Spekboom grows remarkably quickly for the meagre rainfall that it receives. There are two proposed reasons why spekboom is able to buck the trend. Firstly, it is exceptionally succulent and can consequently store water after rainfall which it then uses during dry periods. The amount of water stored above ground in pristine spekboom-rich thicket is in the order of 200 cubic meters per hectare: this is equivalent to a shallow dam in the landscape concealed and protected by greenery. Secondly, spekboom has an unusual ability to “switch gears”; during dry periods it stores water like a cactus and grows slowly, but during wet periods it grows rapidly and behaves like a conventional tree.

Spekboom-rich thicket is home to a wide variety of large mammals, including black rhino, buffalo and elephant. Like most succulents, spekboom can take root from broken stems, which appears to work strongly in its favour in areas where these large mammals, as they have done for millennia, smash their way through dense spekboom stands, leaving a trail of broken branches in their wake.

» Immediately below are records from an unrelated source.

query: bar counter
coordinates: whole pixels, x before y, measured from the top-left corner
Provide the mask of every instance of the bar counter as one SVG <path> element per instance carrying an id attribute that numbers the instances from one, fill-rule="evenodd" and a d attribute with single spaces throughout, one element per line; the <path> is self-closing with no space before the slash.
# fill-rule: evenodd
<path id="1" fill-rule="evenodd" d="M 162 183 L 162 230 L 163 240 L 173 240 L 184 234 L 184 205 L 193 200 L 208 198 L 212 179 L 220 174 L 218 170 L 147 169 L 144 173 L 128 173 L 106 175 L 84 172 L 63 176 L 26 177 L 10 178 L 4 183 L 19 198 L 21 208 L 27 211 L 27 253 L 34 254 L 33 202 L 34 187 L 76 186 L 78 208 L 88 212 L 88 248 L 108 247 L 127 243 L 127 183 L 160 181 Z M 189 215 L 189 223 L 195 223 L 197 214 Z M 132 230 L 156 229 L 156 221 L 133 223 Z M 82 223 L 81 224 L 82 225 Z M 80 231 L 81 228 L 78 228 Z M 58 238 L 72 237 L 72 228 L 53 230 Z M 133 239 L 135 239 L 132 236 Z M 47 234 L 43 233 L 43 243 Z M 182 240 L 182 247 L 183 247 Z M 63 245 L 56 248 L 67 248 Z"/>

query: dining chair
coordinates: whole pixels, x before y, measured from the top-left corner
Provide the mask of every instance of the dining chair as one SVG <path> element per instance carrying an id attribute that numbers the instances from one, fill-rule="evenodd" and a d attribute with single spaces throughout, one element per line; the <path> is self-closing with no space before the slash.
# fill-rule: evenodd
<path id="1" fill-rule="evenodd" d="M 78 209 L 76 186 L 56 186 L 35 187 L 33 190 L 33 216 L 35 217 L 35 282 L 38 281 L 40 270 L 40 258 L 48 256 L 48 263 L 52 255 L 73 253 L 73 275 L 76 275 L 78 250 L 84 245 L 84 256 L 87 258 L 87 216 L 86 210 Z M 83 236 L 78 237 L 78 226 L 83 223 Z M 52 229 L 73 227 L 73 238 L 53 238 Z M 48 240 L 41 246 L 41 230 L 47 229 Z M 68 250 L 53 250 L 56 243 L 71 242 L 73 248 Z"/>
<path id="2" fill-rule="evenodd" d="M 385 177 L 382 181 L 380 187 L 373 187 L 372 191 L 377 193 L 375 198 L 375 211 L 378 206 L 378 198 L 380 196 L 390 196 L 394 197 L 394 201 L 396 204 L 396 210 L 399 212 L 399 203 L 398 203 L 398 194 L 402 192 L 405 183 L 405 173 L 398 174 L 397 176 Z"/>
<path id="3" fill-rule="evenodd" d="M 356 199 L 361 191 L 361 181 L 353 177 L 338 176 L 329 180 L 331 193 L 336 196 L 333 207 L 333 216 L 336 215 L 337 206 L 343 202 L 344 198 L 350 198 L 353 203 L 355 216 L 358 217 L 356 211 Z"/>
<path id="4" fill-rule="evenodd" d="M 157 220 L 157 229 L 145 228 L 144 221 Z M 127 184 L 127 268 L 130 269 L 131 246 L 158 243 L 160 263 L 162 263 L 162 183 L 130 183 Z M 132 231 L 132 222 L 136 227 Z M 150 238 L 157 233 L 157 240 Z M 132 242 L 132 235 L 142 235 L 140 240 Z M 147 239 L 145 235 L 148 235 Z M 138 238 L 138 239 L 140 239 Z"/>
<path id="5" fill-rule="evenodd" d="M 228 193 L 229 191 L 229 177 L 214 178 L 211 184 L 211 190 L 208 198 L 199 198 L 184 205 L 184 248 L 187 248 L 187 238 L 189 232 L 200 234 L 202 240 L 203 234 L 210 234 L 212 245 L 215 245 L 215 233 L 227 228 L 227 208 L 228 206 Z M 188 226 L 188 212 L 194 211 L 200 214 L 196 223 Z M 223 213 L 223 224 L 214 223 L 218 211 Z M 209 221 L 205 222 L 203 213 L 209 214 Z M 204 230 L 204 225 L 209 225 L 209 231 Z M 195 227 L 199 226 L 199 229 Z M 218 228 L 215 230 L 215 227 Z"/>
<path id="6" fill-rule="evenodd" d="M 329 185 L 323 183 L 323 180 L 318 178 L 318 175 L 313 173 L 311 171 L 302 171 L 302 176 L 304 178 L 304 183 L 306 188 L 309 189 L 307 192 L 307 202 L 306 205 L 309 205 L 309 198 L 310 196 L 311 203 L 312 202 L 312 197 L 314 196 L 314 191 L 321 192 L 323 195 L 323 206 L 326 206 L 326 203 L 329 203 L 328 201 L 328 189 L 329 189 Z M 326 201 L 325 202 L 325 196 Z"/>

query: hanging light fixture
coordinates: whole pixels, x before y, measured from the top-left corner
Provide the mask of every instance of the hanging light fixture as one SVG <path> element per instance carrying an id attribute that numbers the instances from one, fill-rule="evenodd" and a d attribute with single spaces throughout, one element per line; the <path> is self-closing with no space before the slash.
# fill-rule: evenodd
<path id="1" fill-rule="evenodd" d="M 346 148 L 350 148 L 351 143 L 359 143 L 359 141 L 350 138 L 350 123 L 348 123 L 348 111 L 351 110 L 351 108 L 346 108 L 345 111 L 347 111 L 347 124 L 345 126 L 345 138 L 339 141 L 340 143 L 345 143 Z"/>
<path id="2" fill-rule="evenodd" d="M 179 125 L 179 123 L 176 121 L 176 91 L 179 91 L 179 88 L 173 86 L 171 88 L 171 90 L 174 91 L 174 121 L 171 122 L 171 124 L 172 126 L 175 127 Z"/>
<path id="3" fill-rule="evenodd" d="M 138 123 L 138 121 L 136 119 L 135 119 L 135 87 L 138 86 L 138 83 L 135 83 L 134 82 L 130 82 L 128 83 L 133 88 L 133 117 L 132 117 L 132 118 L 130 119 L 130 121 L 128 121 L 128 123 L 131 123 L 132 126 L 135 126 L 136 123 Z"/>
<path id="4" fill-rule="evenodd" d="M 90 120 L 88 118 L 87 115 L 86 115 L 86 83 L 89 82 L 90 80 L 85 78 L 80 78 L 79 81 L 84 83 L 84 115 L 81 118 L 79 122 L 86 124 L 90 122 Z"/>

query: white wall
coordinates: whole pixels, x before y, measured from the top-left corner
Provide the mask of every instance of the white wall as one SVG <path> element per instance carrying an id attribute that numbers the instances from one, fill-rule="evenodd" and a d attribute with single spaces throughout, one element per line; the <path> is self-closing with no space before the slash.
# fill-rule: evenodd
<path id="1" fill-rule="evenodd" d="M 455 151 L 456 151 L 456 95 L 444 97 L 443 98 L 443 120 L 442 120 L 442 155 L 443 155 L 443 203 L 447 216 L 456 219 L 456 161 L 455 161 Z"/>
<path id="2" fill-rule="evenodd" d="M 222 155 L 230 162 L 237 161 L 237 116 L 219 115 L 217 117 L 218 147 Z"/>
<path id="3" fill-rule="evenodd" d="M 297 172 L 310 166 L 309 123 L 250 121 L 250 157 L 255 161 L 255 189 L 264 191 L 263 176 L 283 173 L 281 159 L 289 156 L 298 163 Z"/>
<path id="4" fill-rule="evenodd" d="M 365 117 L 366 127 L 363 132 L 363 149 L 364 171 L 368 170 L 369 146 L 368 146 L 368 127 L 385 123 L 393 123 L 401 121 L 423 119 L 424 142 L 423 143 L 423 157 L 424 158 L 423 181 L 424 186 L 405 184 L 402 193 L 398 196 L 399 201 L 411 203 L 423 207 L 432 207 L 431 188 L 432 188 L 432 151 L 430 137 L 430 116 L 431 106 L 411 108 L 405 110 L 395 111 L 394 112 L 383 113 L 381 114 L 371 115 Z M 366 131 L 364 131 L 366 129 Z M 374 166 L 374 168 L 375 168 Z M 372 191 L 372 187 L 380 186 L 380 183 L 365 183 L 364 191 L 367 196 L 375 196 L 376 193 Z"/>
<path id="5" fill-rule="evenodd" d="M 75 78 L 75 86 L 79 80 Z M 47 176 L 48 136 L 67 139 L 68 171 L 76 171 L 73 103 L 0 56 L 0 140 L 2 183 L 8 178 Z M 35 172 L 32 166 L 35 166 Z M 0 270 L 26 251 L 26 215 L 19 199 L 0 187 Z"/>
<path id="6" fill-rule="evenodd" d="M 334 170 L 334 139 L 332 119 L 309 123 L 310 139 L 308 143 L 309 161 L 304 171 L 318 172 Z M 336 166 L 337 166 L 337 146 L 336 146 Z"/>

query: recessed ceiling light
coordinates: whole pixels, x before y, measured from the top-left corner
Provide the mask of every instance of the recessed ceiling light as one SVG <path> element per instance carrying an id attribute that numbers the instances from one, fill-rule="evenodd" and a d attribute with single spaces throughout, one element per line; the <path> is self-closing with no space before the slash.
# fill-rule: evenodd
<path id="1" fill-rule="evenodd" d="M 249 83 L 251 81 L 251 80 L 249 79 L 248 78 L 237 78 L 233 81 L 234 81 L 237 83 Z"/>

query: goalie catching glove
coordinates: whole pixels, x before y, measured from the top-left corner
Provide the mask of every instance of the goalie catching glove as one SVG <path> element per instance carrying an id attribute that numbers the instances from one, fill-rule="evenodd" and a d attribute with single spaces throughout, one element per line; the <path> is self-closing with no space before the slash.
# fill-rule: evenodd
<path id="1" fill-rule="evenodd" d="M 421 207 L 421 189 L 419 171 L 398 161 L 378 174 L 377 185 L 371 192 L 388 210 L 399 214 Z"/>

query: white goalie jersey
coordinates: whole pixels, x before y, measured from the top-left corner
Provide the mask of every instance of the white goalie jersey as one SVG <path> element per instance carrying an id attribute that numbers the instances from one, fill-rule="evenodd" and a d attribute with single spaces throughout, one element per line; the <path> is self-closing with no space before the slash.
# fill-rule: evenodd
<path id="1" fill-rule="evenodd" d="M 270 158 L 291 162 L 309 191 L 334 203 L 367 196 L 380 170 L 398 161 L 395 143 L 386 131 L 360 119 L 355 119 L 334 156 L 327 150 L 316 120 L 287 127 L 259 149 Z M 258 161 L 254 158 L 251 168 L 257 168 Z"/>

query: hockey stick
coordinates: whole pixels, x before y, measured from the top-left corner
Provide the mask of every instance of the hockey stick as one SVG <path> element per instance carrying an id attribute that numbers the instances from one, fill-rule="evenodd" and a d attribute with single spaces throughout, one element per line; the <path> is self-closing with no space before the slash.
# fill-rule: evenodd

The potential financial returns from restoration with spekboom cuttings

Spekboom planting is an exceptionally cost-effective means of restoring thicket that was rich in spekboom before it was degraded. This is because unlike most plants spekboom does not require nursery cultivation. Provided the correct soil and landscape is selected, spekboom cuttings can be used, with minimal treatment, to revegetate degraded thicket landscapes. Furthermore, because of spekboom’s remarkable growth rate, the rate of carbon capture can rival tropical forests. The end result is that one tonne of carbon dioxide can be captured for less than one tenth of the cost of restoration projects in temperate or tropical forests. Based on a carbon credit selling price of $10, the internal rates of return of a spekboom restoration project greater than 1000 hectares are calculated to exceed 20%.